Курсив мой, – как однажды выразились друзья-литераторы. Сколько грусти заключено в этом сказочном слове… Однажды Ганышев стоял перед ее дверью и, пьяно вообразив эту душе– и телораздирающую сцену, ужаснулся. Как знать, случись она на самом деле, я (то есть, все-таки, Ганышев) двуручной пилой с Божьей помощью валил бы стволы не по 88-й, а 117-й статье, не летел бы за полторы тысячи верст за сожженной любовью, не предавался бы мучительным и красивым воспоминаниям на высоте двенадцати тысяч метров и на сто восемьдесят градусов изменил свои сексуальные наклонности…
Слава Богу, Ганышев всего лишь постоял перед закрытой дверью, на всякий случай зачем-то даже осторожно на нее нажал (проклятые Хомяки – везде понаделали запоров) и вернулся в свою комнату, где ждала его недопитая бутылка вина.

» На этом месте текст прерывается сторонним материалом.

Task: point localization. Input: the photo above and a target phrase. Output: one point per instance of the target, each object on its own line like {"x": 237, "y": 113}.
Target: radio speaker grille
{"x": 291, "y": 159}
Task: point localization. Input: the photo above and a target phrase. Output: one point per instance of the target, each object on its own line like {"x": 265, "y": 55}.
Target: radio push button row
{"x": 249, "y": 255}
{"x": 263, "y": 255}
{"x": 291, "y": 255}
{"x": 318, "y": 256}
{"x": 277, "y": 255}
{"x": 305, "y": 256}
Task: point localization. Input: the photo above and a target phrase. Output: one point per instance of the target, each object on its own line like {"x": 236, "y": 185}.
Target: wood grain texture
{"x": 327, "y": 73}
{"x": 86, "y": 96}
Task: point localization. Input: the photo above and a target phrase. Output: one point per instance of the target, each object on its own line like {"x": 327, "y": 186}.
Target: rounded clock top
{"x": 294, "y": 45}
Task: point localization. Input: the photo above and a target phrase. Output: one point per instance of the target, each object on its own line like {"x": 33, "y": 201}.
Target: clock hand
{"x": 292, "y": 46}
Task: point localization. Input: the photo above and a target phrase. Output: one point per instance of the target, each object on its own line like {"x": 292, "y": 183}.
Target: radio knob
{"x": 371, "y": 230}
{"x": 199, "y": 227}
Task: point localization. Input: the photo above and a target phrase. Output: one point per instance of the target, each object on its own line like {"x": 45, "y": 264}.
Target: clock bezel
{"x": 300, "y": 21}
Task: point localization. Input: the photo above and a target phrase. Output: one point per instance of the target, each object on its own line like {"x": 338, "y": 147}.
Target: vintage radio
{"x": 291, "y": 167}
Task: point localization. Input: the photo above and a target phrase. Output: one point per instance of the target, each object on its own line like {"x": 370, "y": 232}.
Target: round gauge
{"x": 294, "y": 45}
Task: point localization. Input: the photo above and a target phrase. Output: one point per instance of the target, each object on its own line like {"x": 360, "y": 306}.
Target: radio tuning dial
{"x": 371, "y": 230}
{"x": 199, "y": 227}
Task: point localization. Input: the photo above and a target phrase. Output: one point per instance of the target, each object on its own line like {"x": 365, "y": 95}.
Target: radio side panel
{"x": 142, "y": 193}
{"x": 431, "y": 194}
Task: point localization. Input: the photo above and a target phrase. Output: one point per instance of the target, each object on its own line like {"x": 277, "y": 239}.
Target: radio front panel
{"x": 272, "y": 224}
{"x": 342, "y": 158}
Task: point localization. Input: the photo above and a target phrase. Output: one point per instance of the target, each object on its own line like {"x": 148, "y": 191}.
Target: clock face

Он лежал и пил, и даже наслаждался сознанием, что он хотя бы услышал ее через закрытую дверь. Бедная, бедная моя девочка, измученная жизнью в вонючей общаге, ежедневным приставанием, тоской по черной своей родине, язычеством, христианством и черт знает, чем еще… Она спала беспокойно, метаясь во сне, и скрип старых пружин, наверно, вызывал музыкальные сновидения, она стонала во сне – чужим, утробным голосом и Ганышев, слыша все это, чувствовал, как слезы наполняют его глаза… Наполнили, но – увы – не выкатились. Увы, ни одна слеза не покинула тело Ганышева в ту роковую ночь. М-да.